There are two basic ways to organize financial markets—exchange and over the counter (OTC)—although some recent electronic facilities blur the traditional distinctions.
Trading on an exchange
Exchanges, whether stock markets or derivatives exchanges, started as physical places where trading took place. Some of the best known include the New York Stock Exchange (NYSE), which was formed in 1792, and the Chicago Board of Trade (now part of the CME Group), which has been trading futures contracts since 1851. Today there are more than a hundred stock and derivatives exchanges throughout the developed and developing world.

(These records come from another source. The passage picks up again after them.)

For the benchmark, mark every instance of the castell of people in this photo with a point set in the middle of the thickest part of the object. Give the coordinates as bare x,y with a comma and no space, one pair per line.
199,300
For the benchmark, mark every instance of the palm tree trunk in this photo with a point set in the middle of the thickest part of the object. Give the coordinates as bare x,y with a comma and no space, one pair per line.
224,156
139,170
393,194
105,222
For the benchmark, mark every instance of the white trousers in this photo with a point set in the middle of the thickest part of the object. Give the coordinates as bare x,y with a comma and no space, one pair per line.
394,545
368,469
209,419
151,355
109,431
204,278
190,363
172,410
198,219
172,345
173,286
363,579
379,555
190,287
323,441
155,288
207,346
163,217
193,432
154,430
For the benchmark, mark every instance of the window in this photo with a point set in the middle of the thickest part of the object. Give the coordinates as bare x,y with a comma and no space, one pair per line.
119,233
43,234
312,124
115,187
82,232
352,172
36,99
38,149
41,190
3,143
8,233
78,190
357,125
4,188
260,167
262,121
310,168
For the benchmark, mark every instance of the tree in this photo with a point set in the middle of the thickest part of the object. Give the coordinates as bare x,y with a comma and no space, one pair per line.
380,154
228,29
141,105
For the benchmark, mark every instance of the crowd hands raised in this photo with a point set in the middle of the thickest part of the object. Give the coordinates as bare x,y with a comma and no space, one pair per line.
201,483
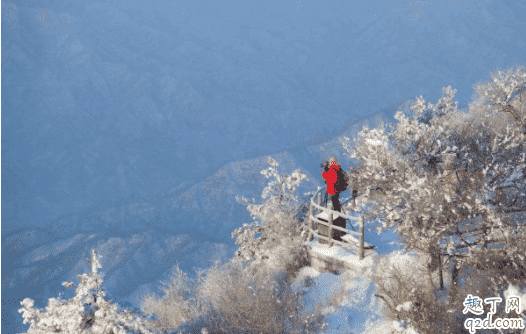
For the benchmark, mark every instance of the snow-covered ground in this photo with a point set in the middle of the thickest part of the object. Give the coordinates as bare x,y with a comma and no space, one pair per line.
129,126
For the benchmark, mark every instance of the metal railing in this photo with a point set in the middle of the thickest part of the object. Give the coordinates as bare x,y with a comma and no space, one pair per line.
331,226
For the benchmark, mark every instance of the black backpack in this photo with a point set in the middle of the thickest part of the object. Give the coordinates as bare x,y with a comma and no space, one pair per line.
341,182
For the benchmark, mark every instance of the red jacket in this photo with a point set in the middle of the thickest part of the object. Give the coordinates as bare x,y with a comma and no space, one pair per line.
331,176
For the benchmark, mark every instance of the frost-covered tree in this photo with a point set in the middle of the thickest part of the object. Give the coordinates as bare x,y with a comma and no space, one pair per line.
87,312
503,98
276,238
440,171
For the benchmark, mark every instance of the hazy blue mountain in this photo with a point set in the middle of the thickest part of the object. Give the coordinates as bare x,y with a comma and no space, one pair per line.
108,101
130,126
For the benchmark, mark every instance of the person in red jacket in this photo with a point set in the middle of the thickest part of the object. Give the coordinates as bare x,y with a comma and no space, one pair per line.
331,178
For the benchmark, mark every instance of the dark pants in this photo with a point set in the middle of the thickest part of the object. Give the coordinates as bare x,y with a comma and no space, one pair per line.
336,202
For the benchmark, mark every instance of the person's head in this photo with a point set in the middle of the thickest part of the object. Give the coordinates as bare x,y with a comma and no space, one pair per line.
333,160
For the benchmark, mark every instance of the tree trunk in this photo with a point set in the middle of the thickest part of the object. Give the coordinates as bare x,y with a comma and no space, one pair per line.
454,281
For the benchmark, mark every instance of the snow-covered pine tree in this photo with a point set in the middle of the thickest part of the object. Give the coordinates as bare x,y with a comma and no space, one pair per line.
87,312
275,240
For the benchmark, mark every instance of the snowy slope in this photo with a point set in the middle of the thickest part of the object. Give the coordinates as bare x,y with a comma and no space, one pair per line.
106,101
128,128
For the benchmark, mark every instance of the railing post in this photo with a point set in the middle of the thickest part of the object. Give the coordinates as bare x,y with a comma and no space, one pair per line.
311,222
440,271
361,255
330,230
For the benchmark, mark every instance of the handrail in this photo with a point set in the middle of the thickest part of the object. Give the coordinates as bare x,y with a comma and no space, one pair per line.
335,227
313,219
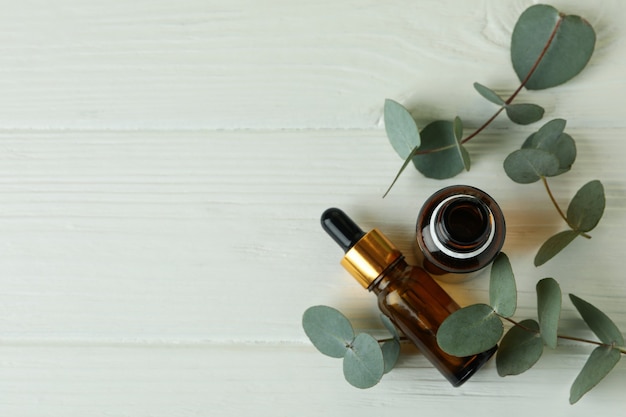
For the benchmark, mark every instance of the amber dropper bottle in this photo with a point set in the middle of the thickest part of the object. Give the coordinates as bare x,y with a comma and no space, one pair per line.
414,302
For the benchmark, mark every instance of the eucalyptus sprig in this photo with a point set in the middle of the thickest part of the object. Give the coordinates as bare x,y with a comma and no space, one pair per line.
478,327
548,48
547,153
475,329
365,359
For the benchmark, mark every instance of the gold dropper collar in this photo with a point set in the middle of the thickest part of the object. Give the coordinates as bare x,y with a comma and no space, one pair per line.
369,257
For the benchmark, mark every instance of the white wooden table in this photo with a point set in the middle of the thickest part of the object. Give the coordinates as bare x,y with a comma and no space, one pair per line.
163,167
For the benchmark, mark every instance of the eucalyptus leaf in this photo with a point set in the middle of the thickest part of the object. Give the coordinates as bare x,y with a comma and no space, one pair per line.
568,42
598,322
586,208
601,361
556,142
520,348
444,159
470,330
525,113
458,134
549,302
554,245
526,166
401,128
489,94
547,134
391,353
329,330
363,363
502,288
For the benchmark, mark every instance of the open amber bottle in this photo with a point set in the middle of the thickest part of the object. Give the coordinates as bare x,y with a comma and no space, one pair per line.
412,300
460,230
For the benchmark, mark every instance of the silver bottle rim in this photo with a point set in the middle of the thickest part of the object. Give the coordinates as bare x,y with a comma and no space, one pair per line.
446,250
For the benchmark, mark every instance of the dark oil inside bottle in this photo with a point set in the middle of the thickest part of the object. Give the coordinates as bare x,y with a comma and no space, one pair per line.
460,229
464,222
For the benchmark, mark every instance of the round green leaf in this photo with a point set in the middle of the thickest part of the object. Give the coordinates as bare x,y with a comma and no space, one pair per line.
550,138
598,322
519,349
524,114
489,94
401,128
586,208
470,330
554,245
363,363
547,134
439,164
601,361
502,288
329,330
391,353
526,166
549,302
568,41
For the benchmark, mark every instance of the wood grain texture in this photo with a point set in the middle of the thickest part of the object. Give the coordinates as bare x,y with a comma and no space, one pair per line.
163,167
211,65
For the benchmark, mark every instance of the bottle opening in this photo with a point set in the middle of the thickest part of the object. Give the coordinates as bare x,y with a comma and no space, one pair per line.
465,221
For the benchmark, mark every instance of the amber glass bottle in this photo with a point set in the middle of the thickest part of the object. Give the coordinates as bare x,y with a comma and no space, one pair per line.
414,302
460,229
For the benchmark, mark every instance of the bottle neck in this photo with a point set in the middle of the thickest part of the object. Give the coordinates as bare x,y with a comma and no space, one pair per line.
394,271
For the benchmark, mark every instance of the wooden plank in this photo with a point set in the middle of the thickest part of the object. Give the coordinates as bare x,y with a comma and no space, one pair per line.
193,64
269,380
130,236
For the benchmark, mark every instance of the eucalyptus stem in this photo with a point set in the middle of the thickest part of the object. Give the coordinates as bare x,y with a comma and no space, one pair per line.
565,337
558,209
417,151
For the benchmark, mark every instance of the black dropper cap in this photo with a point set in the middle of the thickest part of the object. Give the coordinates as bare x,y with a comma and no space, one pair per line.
341,228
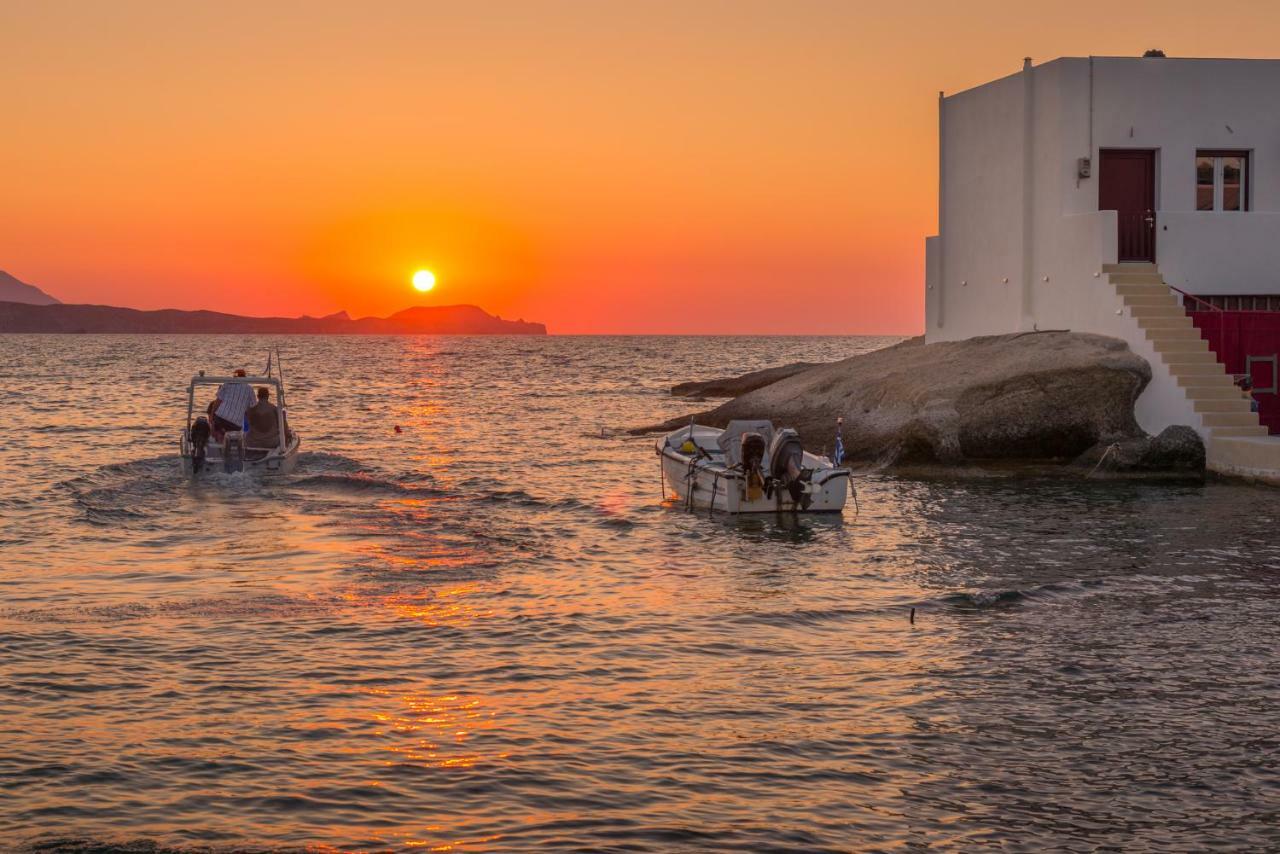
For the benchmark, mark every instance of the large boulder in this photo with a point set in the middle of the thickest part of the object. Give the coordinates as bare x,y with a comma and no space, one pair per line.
1034,396
1176,451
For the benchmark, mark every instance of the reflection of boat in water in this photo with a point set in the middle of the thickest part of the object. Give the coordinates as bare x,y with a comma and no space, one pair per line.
749,467
236,450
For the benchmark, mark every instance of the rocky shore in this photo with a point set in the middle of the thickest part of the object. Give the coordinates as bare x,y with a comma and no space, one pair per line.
1036,397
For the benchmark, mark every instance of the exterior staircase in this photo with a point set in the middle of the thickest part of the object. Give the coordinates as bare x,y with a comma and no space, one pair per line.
1234,439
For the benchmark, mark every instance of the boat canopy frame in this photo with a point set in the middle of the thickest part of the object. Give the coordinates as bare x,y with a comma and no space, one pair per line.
201,379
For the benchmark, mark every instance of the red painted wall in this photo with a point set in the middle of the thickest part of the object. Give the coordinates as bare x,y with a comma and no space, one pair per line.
1235,336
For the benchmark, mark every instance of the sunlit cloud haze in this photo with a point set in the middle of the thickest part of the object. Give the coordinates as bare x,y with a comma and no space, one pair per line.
603,167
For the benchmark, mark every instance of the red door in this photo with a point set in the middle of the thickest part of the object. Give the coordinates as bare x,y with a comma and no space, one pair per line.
1127,185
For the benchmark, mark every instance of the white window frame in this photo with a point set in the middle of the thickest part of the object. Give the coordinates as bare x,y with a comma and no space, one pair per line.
1219,185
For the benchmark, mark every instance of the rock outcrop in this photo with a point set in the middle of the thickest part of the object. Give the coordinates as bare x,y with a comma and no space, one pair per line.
741,384
1031,396
1178,451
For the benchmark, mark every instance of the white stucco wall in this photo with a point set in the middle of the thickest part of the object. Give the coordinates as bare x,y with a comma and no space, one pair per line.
982,167
1175,106
1040,227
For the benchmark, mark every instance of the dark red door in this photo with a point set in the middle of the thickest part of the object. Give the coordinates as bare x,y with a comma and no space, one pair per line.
1127,185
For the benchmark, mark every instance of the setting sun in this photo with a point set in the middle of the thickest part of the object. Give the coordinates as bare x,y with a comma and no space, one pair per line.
424,281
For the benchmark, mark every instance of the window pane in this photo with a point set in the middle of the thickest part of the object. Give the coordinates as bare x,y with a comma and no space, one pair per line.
1233,183
1203,183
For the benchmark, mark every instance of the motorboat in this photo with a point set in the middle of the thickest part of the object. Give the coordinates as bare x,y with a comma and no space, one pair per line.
202,450
749,467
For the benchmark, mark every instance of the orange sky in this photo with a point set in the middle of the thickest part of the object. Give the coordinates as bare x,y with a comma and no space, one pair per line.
604,167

But exchanges are more than physical locations. They set the institutional rules that govern trading and information flows about that trading. They are closely linked to the clearing facilities through which post-trade activities are completed for securities and derivatives traded on the exchange. An exchange centralizes the communication of bid and offer prices to all direct market participants, who can respond by selling or buying at one of the quotes or by replying with a different quote. Depending on the exchange, the medium of communication can be voice, hand signal, a discrete electronic message, or computer-generated electronic commands. When two parties reach agreement, the price at which the transaction is executed is communicated throughout the market. The result is a level playing field that allows any market participant to buy as low or sell as high as anyone else as long as the trader follows exchange rules.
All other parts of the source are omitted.